Linear and Logistic Regression

In this section we will learn about linear regression and logistic regression. These are two fundamental statistical modeling techniques that are commonly used by researchers in many different fields to test theoretical models of the relationship between a set of independent variables (variables that are thought to be causally related to another variable, called the dependent variable) and a dependent variable (the variable that is hypothesized to be influenced by the independent variables).

The fundamental difference between linear and logistic regression is that in linear regression the dependent variable is a numeric variable, whereas in logistic regression the dependent variable is a categorical variable. For example, if we were building a model to test a proposed relationship between the independent variables advertising expenditures and investment in research and development and the dependent variable product sales we would use linear regression because the dependent variable, product sales, is a numeric quantity. On the other hand, if we were building a model to test the relationship between the independent variables credit score and yearly income and a dependent variable that represents whether a borrower defaults on a loan we would use logistic regression because the dependent variable is a categorical variable consisting of two categories: will default and won’t default.

The way in which we have described linear and logistic regression models being used so far can be thought of as explanatory modeling; the purpose of an explanatory model is to explain the relationship between the independent variables and the dependent variable. For example, the linear regression models we run will produce estimates of how much the dependent variable changes in response to a one-unit change in each of the independent variables when all other variables are held constant. In other words, for the regression model proposed above that has advertising expenditures and research and development investment as independent variables and product sales as the dependent variable the regression model will estimate how much a one unit increase in advertising expenditures affects product sales and how much a one unit increase in research and development investment affects product sales. Moreover, the linear regression model will also conduct a formal hypothesis test for each independent variable in which the null hypothesis is that the variable is actually unrelated to the dependent variable (and thus any relationship estimated by the regression model is the result of random chance).

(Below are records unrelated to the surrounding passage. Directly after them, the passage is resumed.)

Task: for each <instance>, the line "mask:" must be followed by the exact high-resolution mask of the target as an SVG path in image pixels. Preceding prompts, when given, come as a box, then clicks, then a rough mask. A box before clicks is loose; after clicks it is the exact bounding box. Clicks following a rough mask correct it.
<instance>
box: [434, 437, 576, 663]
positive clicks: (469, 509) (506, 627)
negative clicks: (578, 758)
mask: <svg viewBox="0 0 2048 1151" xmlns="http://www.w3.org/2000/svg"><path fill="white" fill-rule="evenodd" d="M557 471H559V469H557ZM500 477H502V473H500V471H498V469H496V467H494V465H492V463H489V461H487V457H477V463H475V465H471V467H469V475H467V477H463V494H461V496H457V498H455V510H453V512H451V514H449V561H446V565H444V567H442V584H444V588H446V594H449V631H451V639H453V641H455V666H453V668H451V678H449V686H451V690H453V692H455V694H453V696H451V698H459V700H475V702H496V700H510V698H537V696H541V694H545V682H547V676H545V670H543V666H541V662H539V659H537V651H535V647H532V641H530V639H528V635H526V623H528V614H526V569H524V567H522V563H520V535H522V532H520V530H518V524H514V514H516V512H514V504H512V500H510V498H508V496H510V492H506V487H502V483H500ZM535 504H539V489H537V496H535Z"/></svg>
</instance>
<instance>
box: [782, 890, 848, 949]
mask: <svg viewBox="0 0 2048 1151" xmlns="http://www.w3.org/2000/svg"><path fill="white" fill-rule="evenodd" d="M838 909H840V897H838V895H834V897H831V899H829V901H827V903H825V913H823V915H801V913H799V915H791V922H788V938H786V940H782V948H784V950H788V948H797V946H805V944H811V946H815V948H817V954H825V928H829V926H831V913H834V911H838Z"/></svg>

You can see how such a model could be used for testing hypotheses about the causal relationship between the independent and dependent variables. If our hypothesis is that both advertising expenditures and research and development investments will lead to higher product sales, we can test our hypotheses by building and running a regression model with advertising expenditures and research and development investments as the independent variables and product sales as the dependent variable. If the linear regression model estimates a positive relationship between each independent variable and the dependent variable, and if the hypothesis test for each independent variable rejects the null hypothesis that the independent variable is actually unrelated to the dependent variable, then our hypotheses are supported by the linear regression model. However, if the relationship between one of the variables and product sales is found to be negative, or if the hypothesis test for one of the independent variables fails to reject the null hypothesis that the variable is unrelated to the dependent variable, then our hypothesis for that variable is not supported.

The equations produced by linear regression and logistic regression relate the values of the independent variables to the values of the dependent variables. Because of this these models may also be used to make predictions about the value of the dependent variable depending on the values of the independent variables. Using models to make predictions is called predictive modeling. We will take a closer look at how linear and logistic regression models are used for predictive modeling in the next section of the book, which covers machine learning for predictive analytics.